1991’de Sosyalist rejimin yıkılmasının ardından, Bulgaristan Türk azınlığa yönelik asimilasyon politikalarını terk ederek, Türkiye ile ilişkilerini oldukça olumlu bir temele oturtmuştur.
2007’de Bulgaristan Avrupa Topluluğu’na ilk adımı attı.

Bulgar Halkı :

Bulgaristan’da bulunduğum sürece en ufak bir olumsuzlukla karşılaşmadım. Aksine gerektiğinde Bulgar halkından gerekli ilgi ve yardımı gördüm. Ayrıca 2000’li yıllar öncesini bildiğim Bulgaristan’ın, özellikle Avrupa Topluluğu’na adım attıktan sonra, her yönden geliştiğini söyleyebilirim.

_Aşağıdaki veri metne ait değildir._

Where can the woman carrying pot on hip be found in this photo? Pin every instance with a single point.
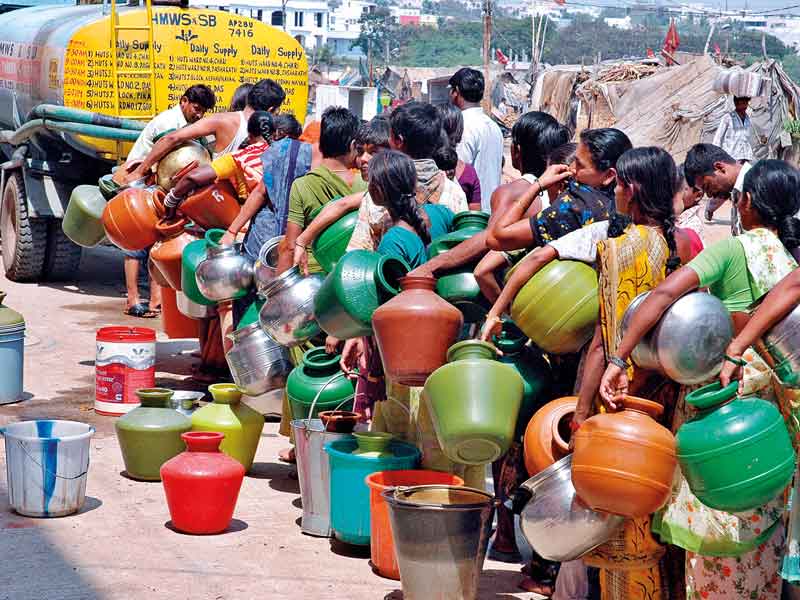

Bulgaristan’daki UNESCO Dünya Mirasları :
*Boyana Church
*Madara Rider
*Rock-Hewn Churches of Ivanovo
*Thracian Tomb of Kazanlak
*Ancient City of Nesebar
*Pirin National Park
*Rila Monastery
*Srebarna Nature Reserve
*Thracian Tomb of Sveshtari
*Ancient and Primeval Beech Forests of the Carpathians and Other Regions of Europe

 

Veliko Tarnovo’dan Bulgaristan’ın Karadeniz kıyısındaki kenti Varna’ya geçtim. Sofya ve Filibe’den sonra, 350 bin civarındaki nüfusuyla Bulgaristan’ın üçüncü büyük kenti olan Varna, aynı zamanda önemli bir liman. Türklerin de yaşadığı bu kentte, söylenildiğine göre Varna Üniversitesinde eğitim gören 35 bin öğrencinin % 10 kadarı Türkmüş.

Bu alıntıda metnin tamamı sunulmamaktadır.